The market town of Malmesbury found itself in the national news today as it was celebrated as a capital of kindness.

The town hit the headlines as the Daily Mail and the Daily Telegraph dedicated pages to reporting Malmesbury’s shining example of good neighbourliness for rallying round to help brother and sister locals who had fallen on hard times.

Arnold and Bernadette op de Haar had nowhere to live after their Holland Park Press publishing company faced difficulties and they could not afford the rent on their four-bed cottage in the town.

In desperation Arnold, 59, and Bernadette, 63, made a video appeal and posted it on the town’s community site on Facebook.

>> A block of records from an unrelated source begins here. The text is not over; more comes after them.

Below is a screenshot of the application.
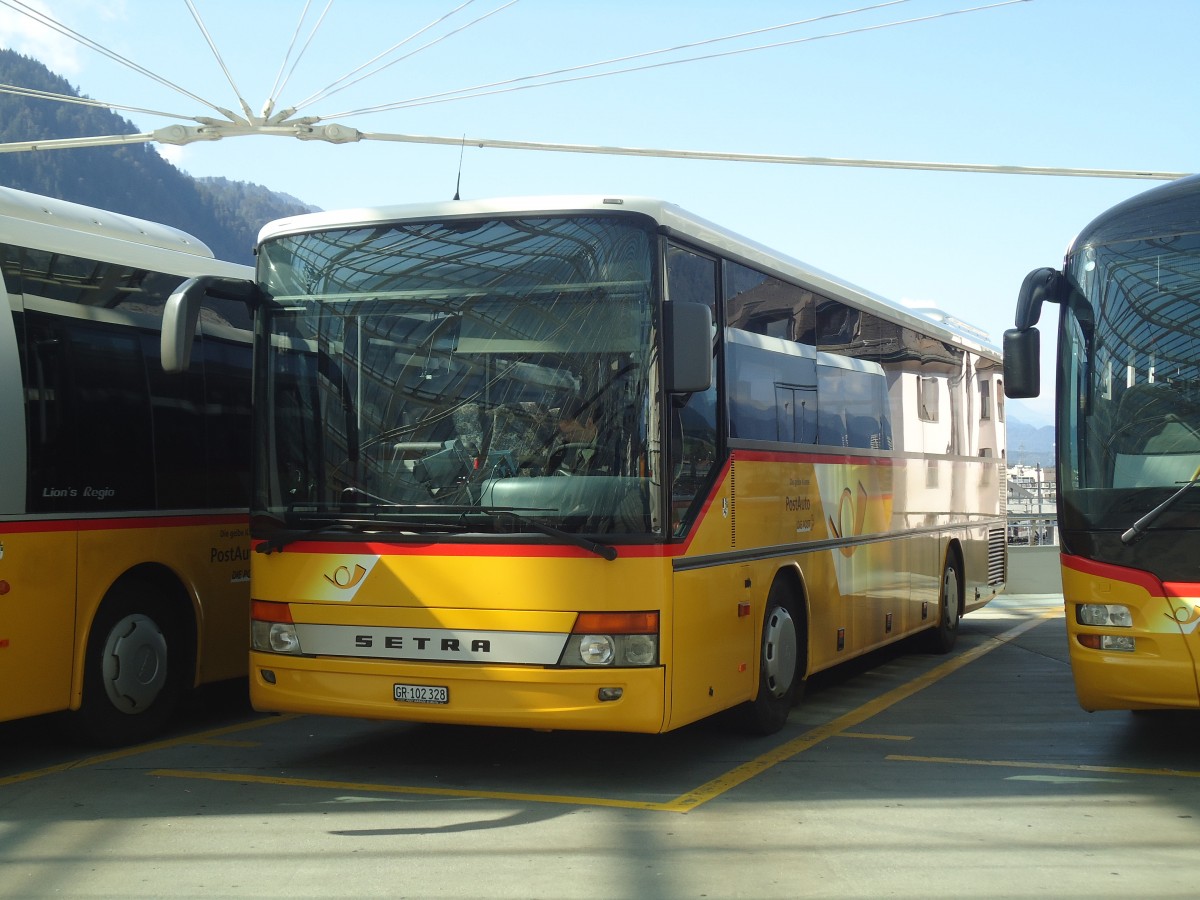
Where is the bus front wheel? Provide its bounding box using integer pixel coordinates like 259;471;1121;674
925;557;962;653
71;589;185;745
732;582;806;734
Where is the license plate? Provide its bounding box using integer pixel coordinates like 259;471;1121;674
392;684;450;703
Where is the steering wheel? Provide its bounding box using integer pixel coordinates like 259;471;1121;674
546;443;595;475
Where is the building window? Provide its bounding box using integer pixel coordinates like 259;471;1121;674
917;376;938;422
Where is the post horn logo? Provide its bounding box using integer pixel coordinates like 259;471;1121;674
324;563;367;590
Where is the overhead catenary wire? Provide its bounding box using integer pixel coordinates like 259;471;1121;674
263;0;334;119
184;0;254;120
323;0;1030;119
293;0;517;109
0;0;1190;180
314;0;910;119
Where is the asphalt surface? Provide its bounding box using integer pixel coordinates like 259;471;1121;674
0;595;1200;898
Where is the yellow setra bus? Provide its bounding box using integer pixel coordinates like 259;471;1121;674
169;197;1006;733
0;188;253;744
1004;175;1200;712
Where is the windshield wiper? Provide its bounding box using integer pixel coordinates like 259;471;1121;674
484;506;617;563
254;522;350;556
1121;468;1200;544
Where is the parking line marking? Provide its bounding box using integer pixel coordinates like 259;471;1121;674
150;611;1055;812
838;731;912;740
150;769;671;811
671;614;1051;812
0;715;296;787
884;754;1200;778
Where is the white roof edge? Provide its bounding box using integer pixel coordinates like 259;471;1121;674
0;187;212;259
258;194;1000;360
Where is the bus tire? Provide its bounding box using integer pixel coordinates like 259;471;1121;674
925;554;962;654
71;582;188;746
732;580;808;734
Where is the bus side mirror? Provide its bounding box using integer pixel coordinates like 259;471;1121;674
1004;328;1042;400
664;302;713;394
158;276;212;372
1016;269;1066;331
158;275;256;373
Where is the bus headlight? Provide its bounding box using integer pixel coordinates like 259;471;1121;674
558;612;659;668
580;635;617;666
250;600;301;656
250;622;300;654
1075;604;1133;628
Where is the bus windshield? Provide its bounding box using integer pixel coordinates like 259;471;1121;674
254;214;660;540
1058;229;1200;559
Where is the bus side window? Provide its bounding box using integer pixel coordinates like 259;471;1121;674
667;245;720;536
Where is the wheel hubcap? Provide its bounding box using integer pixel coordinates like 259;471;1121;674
762;606;798;697
103;614;167;714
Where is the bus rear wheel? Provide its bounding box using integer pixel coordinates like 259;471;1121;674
71;588;185;746
732;582;806;734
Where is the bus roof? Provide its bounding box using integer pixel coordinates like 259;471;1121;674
258;194;1000;360
1067;175;1200;257
0;187;247;277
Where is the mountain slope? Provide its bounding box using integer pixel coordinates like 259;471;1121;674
0;49;314;264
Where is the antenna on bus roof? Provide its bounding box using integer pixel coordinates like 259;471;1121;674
454;134;467;200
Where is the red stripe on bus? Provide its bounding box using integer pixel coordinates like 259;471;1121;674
1062;553;1164;596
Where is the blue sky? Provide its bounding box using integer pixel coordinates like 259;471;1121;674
0;0;1200;425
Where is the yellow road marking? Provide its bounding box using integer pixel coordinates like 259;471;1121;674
838;731;912;740
0;715;296;787
671;614;1050;812
886;754;1200;778
150;612;1055;812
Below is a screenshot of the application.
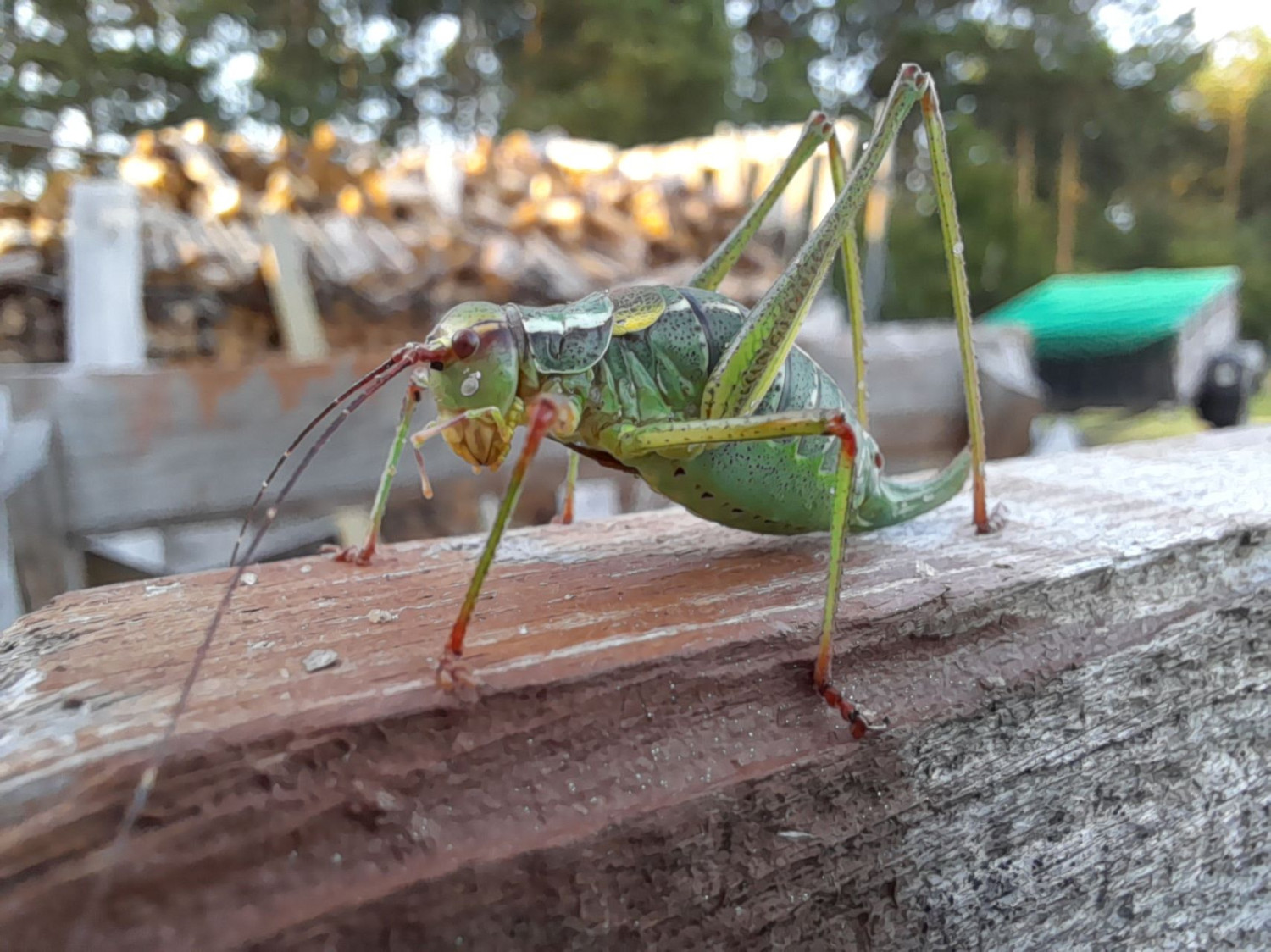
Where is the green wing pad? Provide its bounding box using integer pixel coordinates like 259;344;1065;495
521;294;614;374
609;287;666;337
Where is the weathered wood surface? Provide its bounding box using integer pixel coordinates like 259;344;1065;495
0;429;1271;949
0;353;549;534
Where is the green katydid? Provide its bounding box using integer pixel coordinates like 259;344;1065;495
76;65;991;935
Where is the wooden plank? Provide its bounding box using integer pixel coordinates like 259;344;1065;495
66;180;147;370
0;429;1271;949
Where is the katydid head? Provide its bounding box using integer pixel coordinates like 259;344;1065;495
419;302;521;467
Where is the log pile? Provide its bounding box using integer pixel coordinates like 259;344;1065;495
0;121;821;365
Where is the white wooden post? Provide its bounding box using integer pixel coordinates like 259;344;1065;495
0;386;53;629
66;180;147;370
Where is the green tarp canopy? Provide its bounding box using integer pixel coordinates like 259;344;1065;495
984;267;1240;358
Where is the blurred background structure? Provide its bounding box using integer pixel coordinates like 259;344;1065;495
0;0;1271;620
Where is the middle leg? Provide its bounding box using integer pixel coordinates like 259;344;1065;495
612;409;871;739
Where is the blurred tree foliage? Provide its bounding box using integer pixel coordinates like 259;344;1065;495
0;0;1271;340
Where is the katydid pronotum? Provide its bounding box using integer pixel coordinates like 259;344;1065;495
76;65;991;945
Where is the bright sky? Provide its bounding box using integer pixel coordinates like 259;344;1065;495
1159;0;1271;42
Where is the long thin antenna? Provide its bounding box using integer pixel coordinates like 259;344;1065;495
68;345;440;950
230;348;406;566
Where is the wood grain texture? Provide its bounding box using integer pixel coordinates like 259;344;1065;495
0;429;1271;949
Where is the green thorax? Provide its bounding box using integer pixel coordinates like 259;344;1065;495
506;286;965;534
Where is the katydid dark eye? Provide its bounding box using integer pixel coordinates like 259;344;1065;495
450;327;480;360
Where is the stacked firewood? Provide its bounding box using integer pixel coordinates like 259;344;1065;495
0;112;844;363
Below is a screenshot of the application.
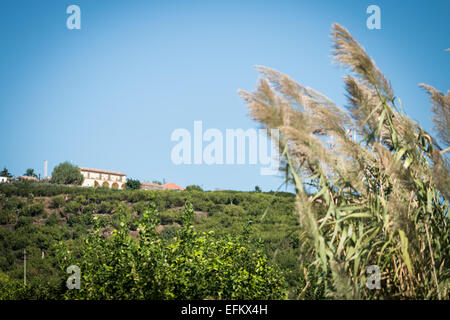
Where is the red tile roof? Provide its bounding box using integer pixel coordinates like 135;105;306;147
162;182;184;190
78;167;126;176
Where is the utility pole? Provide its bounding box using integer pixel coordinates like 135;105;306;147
23;249;27;285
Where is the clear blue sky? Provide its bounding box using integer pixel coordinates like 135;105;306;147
0;0;450;191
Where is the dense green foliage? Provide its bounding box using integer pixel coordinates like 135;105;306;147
241;24;450;299
0;167;12;178
0;183;306;299
125;179;141;190
60;203;284;299
51;161;84;185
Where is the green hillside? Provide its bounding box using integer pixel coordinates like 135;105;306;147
0;183;312;299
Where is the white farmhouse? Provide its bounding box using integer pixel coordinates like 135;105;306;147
79;167;127;189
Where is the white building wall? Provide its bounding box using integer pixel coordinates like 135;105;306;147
81;170;127;189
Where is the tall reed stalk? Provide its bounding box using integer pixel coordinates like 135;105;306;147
240;24;450;299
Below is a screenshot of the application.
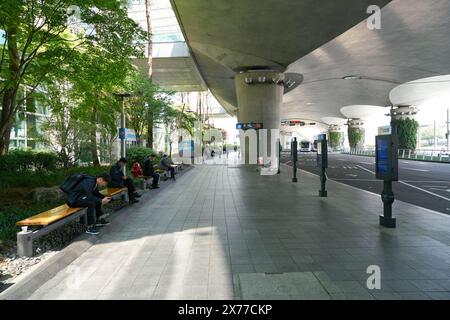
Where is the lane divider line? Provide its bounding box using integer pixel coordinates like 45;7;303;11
358;166;450;201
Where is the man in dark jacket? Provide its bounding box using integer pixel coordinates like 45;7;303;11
144;154;159;189
110;158;141;203
159;154;176;180
67;173;111;234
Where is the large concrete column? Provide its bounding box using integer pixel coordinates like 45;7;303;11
347;119;365;149
328;124;344;150
235;70;284;166
390;106;420;150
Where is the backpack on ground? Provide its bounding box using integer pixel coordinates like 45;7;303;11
59;173;87;194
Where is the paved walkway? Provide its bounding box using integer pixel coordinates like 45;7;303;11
22;166;450;299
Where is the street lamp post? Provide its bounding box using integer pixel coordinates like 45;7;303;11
114;93;131;158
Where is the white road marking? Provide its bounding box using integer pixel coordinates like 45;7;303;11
430;187;450;192
422;185;448;189
398;181;450;201
333;178;380;181
357;166;376;174
400;168;430;172
358;166;450;201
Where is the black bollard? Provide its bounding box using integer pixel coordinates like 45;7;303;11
291;138;298;182
317;134;328;197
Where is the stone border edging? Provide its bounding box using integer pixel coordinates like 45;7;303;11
0;165;194;300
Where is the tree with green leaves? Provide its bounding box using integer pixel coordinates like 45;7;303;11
0;0;145;154
392;118;419;150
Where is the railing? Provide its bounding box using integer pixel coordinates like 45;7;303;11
342;148;450;163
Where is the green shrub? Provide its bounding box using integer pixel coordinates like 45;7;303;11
392;118;419;150
0;150;59;173
348;127;364;149
0;166;110;188
330;131;342;150
127;147;156;167
0;202;62;242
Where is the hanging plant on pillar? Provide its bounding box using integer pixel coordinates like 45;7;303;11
348;127;364;149
329;132;342;150
392;118;419;150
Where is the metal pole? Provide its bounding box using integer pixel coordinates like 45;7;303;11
433;120;437;150
380;180;396;228
120;96;126;158
277;139;282;174
319;166;328;198
447;108;450;152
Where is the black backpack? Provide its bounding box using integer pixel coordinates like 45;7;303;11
59;173;87;194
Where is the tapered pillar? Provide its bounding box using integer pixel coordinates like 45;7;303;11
235;70;284;166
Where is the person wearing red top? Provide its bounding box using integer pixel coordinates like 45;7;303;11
131;161;142;178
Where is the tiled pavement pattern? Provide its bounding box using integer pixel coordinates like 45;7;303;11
26;166;450;299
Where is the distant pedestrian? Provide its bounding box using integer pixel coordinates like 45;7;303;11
110;158;141;203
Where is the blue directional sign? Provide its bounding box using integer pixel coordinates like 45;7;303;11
376;139;390;175
236;122;263;130
375;135;398;181
119;128;127;140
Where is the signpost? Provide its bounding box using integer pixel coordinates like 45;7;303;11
291;138;298;182
375;134;398;228
317;134;328;197
236;122;263;131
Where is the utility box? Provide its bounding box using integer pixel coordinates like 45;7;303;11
375;134;398;181
291;138;298;162
317;134;328;168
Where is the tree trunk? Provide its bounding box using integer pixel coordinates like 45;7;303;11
0;89;17;155
145;0;153;81
91;106;100;167
147;107;153;149
0;27;20;155
145;0;153;148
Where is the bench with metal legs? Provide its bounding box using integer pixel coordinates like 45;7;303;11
16;188;128;257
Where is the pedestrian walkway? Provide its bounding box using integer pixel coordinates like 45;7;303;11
11;165;450;299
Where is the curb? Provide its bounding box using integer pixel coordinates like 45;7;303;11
0;166;194;300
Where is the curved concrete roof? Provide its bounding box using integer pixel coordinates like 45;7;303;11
389;75;450;106
172;0;390;113
172;0;450;121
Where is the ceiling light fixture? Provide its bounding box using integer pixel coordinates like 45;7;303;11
342;75;361;80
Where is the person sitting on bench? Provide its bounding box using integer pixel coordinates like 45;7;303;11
144;154;159;189
67;173;111;234
131;161;142;178
110;158;141;203
159;154;176;180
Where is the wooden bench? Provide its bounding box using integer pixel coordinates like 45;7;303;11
100;188;129;202
135;176;153;190
16;188;128;257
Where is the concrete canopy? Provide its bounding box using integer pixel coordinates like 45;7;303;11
389;75;450;106
172;0;450;127
172;0;390;114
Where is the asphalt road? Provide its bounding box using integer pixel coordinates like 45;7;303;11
281;152;450;215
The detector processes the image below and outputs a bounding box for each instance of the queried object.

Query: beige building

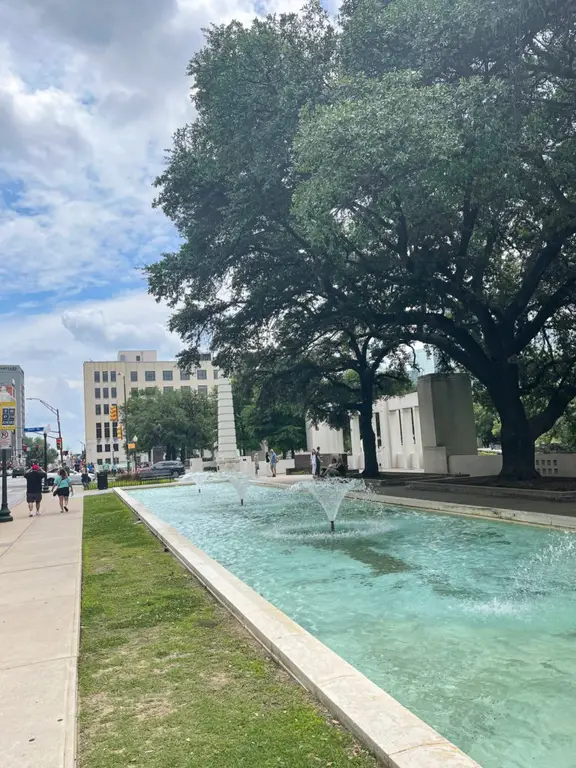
[84,349,218,467]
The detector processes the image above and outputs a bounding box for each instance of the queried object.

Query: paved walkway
[0,494,82,768]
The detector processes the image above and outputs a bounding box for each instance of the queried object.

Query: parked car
[139,461,186,480]
[46,471,96,485]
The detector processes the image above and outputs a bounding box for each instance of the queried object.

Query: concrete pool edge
[114,488,480,768]
[348,493,576,531]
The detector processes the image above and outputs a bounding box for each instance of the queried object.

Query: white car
[47,470,96,485]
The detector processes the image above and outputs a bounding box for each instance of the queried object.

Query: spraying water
[290,477,366,531]
[178,472,211,493]
[218,472,251,506]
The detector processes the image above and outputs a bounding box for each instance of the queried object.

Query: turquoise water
[131,484,576,768]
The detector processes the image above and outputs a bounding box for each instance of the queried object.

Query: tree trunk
[360,388,380,477]
[490,364,540,481]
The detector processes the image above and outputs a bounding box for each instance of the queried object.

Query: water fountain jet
[291,477,366,533]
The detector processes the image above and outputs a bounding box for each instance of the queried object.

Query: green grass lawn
[78,495,377,768]
[82,475,176,491]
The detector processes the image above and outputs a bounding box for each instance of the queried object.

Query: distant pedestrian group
[24,464,74,517]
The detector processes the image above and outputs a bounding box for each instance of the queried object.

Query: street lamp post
[116,371,130,471]
[26,397,64,465]
[0,449,14,523]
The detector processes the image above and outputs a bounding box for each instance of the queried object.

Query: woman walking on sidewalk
[54,469,74,512]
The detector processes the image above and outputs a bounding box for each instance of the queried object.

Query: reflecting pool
[131,482,576,768]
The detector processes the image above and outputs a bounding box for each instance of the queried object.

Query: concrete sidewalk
[0,494,83,768]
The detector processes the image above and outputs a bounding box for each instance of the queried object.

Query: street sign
[0,400,16,432]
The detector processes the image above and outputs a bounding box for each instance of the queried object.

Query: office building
[0,365,26,464]
[84,349,218,467]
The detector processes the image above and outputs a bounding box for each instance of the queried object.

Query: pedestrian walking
[81,468,91,491]
[24,464,47,517]
[310,448,316,478]
[316,446,322,479]
[53,469,74,512]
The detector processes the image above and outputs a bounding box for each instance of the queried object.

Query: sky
[0,0,332,451]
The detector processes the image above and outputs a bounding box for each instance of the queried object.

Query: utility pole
[0,448,14,523]
[26,397,64,465]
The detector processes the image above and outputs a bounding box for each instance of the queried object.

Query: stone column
[218,379,240,470]
[418,373,478,473]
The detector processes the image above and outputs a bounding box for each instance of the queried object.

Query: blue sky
[0,0,332,449]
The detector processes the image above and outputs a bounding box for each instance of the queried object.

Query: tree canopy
[122,389,216,459]
[148,0,576,478]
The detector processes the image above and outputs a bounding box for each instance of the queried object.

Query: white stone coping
[348,493,576,531]
[114,488,480,768]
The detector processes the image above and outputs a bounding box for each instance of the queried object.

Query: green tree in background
[122,389,217,460]
[148,0,576,479]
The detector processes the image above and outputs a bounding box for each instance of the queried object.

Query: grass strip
[78,495,377,768]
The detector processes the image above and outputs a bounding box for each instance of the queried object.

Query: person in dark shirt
[24,464,46,517]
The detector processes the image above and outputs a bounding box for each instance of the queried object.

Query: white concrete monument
[218,379,240,471]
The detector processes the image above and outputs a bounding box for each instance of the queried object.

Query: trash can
[96,472,108,491]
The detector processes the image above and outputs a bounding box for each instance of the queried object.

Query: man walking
[24,464,46,517]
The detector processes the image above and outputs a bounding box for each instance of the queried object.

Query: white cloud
[0,0,336,448]
[2,291,181,450]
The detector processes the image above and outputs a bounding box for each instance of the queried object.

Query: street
[0,475,26,508]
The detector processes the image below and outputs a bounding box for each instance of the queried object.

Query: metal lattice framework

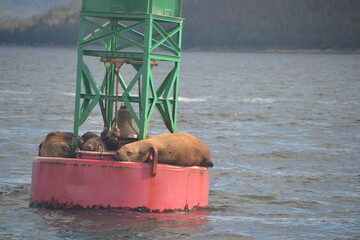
[73,11,183,148]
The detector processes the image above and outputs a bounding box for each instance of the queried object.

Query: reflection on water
[35,209,211,239]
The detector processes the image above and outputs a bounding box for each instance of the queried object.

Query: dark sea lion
[116,133,213,167]
[81,132,107,152]
[38,132,81,158]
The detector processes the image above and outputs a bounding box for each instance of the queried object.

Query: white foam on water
[242,98,275,104]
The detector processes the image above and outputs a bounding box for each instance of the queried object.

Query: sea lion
[116,133,213,167]
[81,132,107,152]
[38,132,83,158]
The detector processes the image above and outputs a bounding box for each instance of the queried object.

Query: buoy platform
[30,152,210,212]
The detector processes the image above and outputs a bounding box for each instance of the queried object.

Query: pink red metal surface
[31,157,210,212]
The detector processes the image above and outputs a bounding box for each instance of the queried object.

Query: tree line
[0,0,360,50]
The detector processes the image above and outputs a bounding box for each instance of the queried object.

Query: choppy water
[0,47,360,239]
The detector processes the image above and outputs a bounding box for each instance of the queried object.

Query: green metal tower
[73,0,183,149]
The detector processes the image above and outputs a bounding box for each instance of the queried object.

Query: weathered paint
[31,157,210,212]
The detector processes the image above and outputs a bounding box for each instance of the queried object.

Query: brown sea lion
[116,133,213,167]
[81,132,107,152]
[38,132,82,158]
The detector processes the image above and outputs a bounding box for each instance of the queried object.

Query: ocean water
[0,47,360,239]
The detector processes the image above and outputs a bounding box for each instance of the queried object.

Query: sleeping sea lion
[81,132,107,152]
[38,132,82,158]
[116,133,213,167]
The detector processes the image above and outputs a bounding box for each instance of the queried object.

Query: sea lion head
[116,140,151,162]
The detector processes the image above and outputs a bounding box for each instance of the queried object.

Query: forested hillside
[0,0,360,50]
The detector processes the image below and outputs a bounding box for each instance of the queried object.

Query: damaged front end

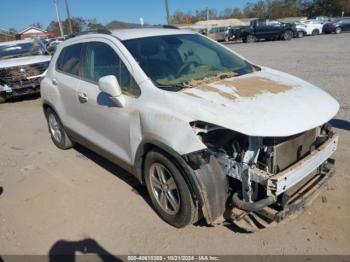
[0,62,49,98]
[185,121,338,231]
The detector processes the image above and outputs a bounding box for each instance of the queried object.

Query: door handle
[78,93,89,103]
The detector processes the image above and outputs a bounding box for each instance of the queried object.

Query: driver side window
[84,42,141,97]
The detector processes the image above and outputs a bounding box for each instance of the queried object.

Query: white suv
[41,29,339,230]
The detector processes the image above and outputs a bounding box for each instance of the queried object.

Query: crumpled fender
[184,150,228,224]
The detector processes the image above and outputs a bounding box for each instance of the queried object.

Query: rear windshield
[123,34,254,90]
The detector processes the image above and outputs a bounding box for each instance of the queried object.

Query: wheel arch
[134,140,228,224]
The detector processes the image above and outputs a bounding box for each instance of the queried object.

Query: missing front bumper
[230,159,335,232]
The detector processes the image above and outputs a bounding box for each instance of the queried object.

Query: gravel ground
[0,34,350,254]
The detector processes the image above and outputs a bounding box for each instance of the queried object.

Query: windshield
[123,34,254,88]
[0,42,43,60]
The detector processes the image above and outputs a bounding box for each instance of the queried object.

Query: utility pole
[64,0,73,34]
[165,0,170,25]
[53,0,64,37]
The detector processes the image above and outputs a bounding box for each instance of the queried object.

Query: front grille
[0,62,48,89]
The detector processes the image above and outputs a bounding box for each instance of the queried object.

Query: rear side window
[56,44,83,76]
[84,42,141,96]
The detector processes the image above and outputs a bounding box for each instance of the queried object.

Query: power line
[165,0,170,25]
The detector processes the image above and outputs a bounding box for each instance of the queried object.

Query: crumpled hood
[172,68,339,137]
[0,55,51,68]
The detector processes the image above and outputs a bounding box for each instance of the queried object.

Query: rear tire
[144,150,198,228]
[45,108,74,150]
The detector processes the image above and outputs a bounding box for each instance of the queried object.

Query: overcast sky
[0,0,255,31]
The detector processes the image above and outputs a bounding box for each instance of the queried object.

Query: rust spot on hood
[220,76,295,97]
[197,85,237,100]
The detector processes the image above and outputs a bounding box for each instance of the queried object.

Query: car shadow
[330,118,350,131]
[49,238,122,262]
[74,144,249,233]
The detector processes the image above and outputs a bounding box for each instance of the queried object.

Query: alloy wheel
[149,163,180,215]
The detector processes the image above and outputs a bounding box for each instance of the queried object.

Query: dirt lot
[0,34,350,254]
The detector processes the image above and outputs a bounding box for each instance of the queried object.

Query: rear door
[51,43,83,132]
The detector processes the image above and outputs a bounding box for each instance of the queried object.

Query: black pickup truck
[235,19,297,43]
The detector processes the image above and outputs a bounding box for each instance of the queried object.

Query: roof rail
[66,29,112,39]
[162,25,179,29]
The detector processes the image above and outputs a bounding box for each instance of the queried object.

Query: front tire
[45,108,74,149]
[144,151,198,228]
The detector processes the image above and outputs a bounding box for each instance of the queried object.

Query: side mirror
[98,75,125,107]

The Mail reported that Bernadette said: “We are in a bit of a pickle. We are about to lose the roof over our heads. We don’t need something large or with amenities. Something dry with an internet connection will enable us to continue publishing fabulous books.”

The town responded with kindness.

“People of all ages offered to help them move their 180-odd boxes of books and their furniture into storage,” reports the Mail.

Within a day they had received an offer of accommodation free for a few months, two furnished rooms and a shared kitchen in the home of a well-wisher.

Then their landlord on their original home waived their last two months rent, enabling them to stay a while longer, a local garage fixed their 20-year-old car for no charge and, when their laptop failed, another neighbour provided a new one.

“Here in Malmesbury the people are amazing,” Arnold told the newspaper, “they are warm, they are kind, they are emotional and they have saved us; helping us over the hump so that we can get our business back on track next year, find somewhere permanent to live and move forward again.”